Desafortunadamente, la escasez también activa otros sesgos. El sesgo implícito —o las actitudes prejuiciosas o estereotipos inconscientes hacia determinados grupos sociales— es problemático para el bienestar infantil, particularmente en lo que respecta a la raza/etnia y la posición socioeconómica. La literatura indica que varias condiciones nos hacen vulnerables al sesgo implícito: tener que tomar decisiones rápidas, estar enojado o ansioso, o enfrentarse a categorías sociales muy destacadas como la raza o la posición socioeconómica.8 Por supuesto, estas son las condiciones exactas que enfrenta el personal de bienestar infantil todos los días.

Volvamos al escenario anterior con el evaluador de la línea directa. Mientras el empleado siente la presión del tiempo para tomar una decisión sobre si incluir o excluir a la familia en la evaluación, es posible que comience a juzgar a la familia basándose en características que no deberían ser relevantes, pero que parecen intuitivas o le vienen rápidamente a la mente. A menudo, estas características son indicadores de raza o posición socioeconómica. Por ejemplo, la dirección de donde provino el informe pertenecía a un vecindario de clase media, o el trabajador tiene una “corazonada” sobre la familia porque el apellido de esta le resulta familiar debido a un contacto previo con el sistema y el trabajador deduce que “de tal palo, tal astilla”. Sin siquiera reconocerlo conscientemente, estas señales implícitas pueden convertirse en el factor decisivo para determinar si una familia es objeto de investigación o de acciones consecuentes.

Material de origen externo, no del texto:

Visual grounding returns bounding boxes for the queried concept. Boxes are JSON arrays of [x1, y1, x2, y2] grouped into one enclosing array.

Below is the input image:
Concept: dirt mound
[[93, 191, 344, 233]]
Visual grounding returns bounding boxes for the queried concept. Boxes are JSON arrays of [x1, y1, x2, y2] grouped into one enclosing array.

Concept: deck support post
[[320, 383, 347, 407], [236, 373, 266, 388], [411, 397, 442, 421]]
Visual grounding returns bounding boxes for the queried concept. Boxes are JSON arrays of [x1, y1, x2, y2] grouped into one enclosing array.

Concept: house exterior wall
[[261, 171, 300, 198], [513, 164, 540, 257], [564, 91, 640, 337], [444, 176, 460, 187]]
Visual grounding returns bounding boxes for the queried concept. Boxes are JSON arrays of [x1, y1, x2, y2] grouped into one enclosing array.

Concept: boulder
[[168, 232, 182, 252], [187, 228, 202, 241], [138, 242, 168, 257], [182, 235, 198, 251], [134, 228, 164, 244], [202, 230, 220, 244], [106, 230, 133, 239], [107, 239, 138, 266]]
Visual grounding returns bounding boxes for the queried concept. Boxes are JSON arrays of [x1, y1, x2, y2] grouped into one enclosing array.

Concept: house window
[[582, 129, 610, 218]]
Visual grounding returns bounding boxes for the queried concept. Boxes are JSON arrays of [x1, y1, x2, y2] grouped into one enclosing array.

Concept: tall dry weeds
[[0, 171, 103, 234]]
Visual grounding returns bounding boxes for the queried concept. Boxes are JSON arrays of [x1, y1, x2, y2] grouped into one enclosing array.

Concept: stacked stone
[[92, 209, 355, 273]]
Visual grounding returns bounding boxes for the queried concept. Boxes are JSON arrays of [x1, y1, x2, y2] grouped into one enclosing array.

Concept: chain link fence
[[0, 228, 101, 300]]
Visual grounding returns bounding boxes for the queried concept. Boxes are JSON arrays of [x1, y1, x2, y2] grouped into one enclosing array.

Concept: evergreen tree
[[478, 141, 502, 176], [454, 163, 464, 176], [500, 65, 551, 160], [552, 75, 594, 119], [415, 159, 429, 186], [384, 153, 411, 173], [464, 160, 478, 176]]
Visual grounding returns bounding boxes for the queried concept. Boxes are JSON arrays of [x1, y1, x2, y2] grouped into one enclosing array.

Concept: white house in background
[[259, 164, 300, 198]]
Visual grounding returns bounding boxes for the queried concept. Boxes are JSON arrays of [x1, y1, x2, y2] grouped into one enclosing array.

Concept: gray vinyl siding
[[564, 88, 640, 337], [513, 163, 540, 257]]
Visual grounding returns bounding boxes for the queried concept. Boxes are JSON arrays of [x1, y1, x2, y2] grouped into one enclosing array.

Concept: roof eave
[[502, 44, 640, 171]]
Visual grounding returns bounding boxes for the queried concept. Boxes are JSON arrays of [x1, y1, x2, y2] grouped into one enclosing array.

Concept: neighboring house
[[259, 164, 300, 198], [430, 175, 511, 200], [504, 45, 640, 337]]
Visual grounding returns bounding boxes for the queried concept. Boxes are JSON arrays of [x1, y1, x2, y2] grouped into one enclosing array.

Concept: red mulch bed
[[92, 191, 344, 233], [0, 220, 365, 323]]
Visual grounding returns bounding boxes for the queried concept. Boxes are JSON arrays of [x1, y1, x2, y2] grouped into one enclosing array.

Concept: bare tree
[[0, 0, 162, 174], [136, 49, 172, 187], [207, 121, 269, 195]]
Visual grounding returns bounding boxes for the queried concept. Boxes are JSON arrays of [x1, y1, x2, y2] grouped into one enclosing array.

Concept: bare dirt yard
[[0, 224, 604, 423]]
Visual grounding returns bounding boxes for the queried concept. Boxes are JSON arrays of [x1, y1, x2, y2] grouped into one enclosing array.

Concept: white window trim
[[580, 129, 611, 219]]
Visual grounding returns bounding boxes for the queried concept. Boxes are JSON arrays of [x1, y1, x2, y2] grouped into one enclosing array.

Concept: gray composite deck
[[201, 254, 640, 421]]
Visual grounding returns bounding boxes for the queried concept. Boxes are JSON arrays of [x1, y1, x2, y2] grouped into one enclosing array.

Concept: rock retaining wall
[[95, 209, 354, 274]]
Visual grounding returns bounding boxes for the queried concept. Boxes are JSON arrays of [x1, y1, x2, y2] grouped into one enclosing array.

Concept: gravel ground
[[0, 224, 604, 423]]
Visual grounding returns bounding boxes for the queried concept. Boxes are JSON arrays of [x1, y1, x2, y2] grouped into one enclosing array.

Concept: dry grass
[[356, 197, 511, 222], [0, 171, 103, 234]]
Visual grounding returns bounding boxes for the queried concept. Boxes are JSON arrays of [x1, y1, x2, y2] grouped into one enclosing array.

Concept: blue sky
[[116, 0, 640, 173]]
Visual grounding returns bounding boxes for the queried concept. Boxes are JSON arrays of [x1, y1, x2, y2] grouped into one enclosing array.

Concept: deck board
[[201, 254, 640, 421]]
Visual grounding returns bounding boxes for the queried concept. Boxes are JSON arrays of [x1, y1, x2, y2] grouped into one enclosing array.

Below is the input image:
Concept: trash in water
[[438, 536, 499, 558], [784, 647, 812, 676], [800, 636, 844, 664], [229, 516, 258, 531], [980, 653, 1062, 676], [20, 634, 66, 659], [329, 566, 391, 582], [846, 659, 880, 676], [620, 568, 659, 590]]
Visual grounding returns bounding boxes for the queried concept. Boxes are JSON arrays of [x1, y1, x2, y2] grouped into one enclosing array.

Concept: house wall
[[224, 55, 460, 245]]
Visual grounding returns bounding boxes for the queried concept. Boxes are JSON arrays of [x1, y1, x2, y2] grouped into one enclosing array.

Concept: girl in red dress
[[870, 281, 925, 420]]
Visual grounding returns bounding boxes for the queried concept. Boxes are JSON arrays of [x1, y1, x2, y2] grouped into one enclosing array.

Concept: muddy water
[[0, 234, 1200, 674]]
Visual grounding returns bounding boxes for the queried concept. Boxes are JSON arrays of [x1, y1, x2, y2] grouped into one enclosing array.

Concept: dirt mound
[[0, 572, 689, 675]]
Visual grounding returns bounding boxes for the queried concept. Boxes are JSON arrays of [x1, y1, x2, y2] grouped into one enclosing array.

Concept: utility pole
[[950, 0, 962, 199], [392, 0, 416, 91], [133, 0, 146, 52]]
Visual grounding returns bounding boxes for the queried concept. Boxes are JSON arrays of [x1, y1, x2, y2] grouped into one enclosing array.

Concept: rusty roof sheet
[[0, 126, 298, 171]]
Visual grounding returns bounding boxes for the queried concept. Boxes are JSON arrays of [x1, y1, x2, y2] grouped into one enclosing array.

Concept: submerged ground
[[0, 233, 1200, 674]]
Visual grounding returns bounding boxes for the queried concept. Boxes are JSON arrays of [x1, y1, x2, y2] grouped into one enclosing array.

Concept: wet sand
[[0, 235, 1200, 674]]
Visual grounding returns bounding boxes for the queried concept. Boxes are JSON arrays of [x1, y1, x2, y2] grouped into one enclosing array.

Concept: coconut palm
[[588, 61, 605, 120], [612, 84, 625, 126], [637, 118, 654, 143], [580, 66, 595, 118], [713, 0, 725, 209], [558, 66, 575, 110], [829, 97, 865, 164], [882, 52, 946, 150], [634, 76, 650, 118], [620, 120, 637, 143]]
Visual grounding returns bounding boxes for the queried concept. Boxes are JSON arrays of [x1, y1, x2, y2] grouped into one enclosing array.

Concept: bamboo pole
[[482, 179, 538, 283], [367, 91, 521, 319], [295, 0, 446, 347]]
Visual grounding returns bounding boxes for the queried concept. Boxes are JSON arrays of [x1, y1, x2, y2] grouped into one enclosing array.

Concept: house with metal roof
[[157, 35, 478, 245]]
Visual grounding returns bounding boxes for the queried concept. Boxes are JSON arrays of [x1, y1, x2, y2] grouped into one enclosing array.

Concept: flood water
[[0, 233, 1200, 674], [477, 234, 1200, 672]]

Es fundamental comprender cuánto margen tiene el personal de bienestar infantil para tomar estas decisiones con el fin de entender cuántos prejuicios pueden existir. Si bien las líneas directrices fueron el enfoque del escenario anterior, el sesgo implícito puede afectar una variedad de contextos, incluidos la evaluación inicial, el tratamiento, la separación y la reunificación. Si no se mitiga, el sesgo conduce a resultados desproporcionados para las familias que no son blancas y las personas de bajos ingresos.9 Si bien la evidencia es alarmante, el llamado a la acción es claro. Los legisladores y diseñadores de programas que se preocupan por abordar los resultados desproporcionados y evitar daños posteriores a las familias tienen una oportunidad importante para aplicar el diseño conductual con el fin de reducir los efectos de la escasez y abordar el sesgo en el sistema de bienestar infantil.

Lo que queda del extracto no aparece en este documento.